Cunningham, at 6'3", tall for a 1950s guard—and to gild the lily, McGuire listed him at 6'4"—was the other starter. Just where were you, Bobby? "Sneakin'. Always sneakin' around," he says. "Lookin' after my children." He means the four more visible starters. Cunningham was the classic fifth man.
As a high school junior he scored more than 20 points a game and got 30 college offers. But, in November of his senior year, he took 100 stitches in his shooting hand when it went through a window. The doctors wanted to amputate his thumb right away, and would have but for the pleas of his father, an immigrant laborer from Ireland. So the thumb was salvaged, but only McGuire kept his promise of a scholarship, a display of loyalty that also had much to do with cementing Kearns's decision in favor of Chapel Hill.
His touch gone, Cunningham accepted the grubby tasks. "After where I came from and what I'd been through, I was just glad to be a part," he says. Even Rosenbluth, the big name, the big scorer, says that Cunningham, the least renowned, was "the key." But they all had to give up something. Rosenbluth would take himself out of the flow and let his teammates score more if he was double-teamed.
But none of the others ever resented sending the ball in to Lennie, because they'd never seen a man who could shoot as he could—spinning layups, hooks, turnaround jumpers. Three of the other four starters—Kearns, Cunningham and Brennan—all proudly, distinctly recall being the one who threw the pass to Rosenbluth when he scored his most extraordinary basket, a 14-foot hook shot, in traffic, against Wake in the ACC tournament, in the final minute, down a point. Kearns, although the cockiest of the lot, probably had the most difficult time adjusting, both to the team and to "the foreign country down there." As popular and smooth as he was, Kearns was more of a loner than his classmates on the team, and would have left Carolina as a freshman except that his father, a cop and a Coast Guardsman, wouldn't brook that kind of move. "I had real culture shock," Kearns says. "I mean, trees! And I'd be walking around the campus, and all of a sudden everybody is saying hello to me: Hi, how you? I kept thinking, what do they want out of me? What's the con?"

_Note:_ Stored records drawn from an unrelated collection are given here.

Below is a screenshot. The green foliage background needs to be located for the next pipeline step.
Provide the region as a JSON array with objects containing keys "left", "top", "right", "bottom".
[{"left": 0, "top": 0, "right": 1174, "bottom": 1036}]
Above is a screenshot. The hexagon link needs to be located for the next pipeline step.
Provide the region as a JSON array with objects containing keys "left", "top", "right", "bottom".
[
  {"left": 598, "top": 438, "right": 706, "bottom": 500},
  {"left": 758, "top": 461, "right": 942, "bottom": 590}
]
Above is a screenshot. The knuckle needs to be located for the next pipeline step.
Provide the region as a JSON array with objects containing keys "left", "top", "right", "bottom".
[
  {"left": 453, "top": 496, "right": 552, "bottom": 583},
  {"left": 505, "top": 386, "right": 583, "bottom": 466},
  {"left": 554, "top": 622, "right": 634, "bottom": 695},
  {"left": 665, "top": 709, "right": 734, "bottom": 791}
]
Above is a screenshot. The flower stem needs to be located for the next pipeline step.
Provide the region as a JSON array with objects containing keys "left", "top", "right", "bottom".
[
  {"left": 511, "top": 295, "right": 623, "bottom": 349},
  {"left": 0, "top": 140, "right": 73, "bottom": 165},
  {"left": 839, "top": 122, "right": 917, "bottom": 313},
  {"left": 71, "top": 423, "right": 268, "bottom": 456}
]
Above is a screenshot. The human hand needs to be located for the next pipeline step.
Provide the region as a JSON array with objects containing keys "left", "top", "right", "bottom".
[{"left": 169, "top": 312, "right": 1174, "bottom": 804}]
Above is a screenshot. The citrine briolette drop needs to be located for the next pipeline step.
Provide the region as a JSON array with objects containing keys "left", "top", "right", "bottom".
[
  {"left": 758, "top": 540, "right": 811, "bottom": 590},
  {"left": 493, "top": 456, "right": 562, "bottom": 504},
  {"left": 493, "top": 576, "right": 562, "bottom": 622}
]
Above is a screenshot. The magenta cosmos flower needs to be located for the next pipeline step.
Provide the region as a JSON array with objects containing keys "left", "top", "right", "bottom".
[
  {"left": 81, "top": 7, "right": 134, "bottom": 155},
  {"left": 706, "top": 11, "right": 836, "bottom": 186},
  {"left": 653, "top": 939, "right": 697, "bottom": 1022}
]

But Kearns found new friends, joined a fraternity in which he was the only member from north of the Mason-Dixon, fell in love with a bank president's daughter over at Duke (McGuire feared Kearns would give away team secrets between kisses) and at last acclimated himself to that strange existence beyond the subways.
It may seem odd, perhaps, that it was the playmaker and the leading scorer, the two who started and ended most of the action, who were the two most distant individuals on the team. But interpersonal dynamics are often overrated. They were Noo Yawk when it mattered. As Rosenbluth, the captain, the old man, remembers, "we got so close on the court that we got to know exactly what everybody else was doing—and we were freelance, too. For example, I knew that if Pete put the ball on the floor, it was going up."
But certainly, everybody rooting for the Tar Heels had fallen in love with them. Even the most devout Catholics could see some advantages in that. McGuire received this advice from a bishop: "I know you're making a lot of converts down South, but tell the boys not to bless themselves on the free-throw line unless they're sure they can make the shot." Coincidence or not, the roughest games tended to be against Wake, where anti-Semitic remarks had been directed from the stands against Rosenbluth. Carolina played Wake four times that season and beat the Deacons each time. But each game was tight, and when Rosenbluth won the last one with his miraculous hook, McGuire was moved to observe, "The Catholics and the Baptists were having a helluva battle, until the Jew took over and broke it up."
And the Tar Heels were good public relations for the state. To have Carolina associated with urbane, ethnic New York was hardly all bad, especially since New York was the limited partner in this endeavor. In a way, you could say that with McGuire's team, the Sun Belt, as we know it, began its transmutation—visibly, anyway—from the Bible Belt. Lennie Rosenbluth was this century's Virginia Dare.
Even if you never thought about it in quite those terms before, Carolina moved onto the Final Four at 30-0, 31-0 counting the lidlifter over the McCrary Eagles, which some people still did. Unfortunately, if the Tar Heels got past Michigan State in the semis, their opponent in the championship game would surely be Kansas and Chamberlain, and they would have to face them in the Jayhawks' home territory, in Kansas City. As the Tar Heels' play-by-play announcer, Ray Reeve, was to say over the radio from K.C.: "Nobody's given them a Chinaman's chance."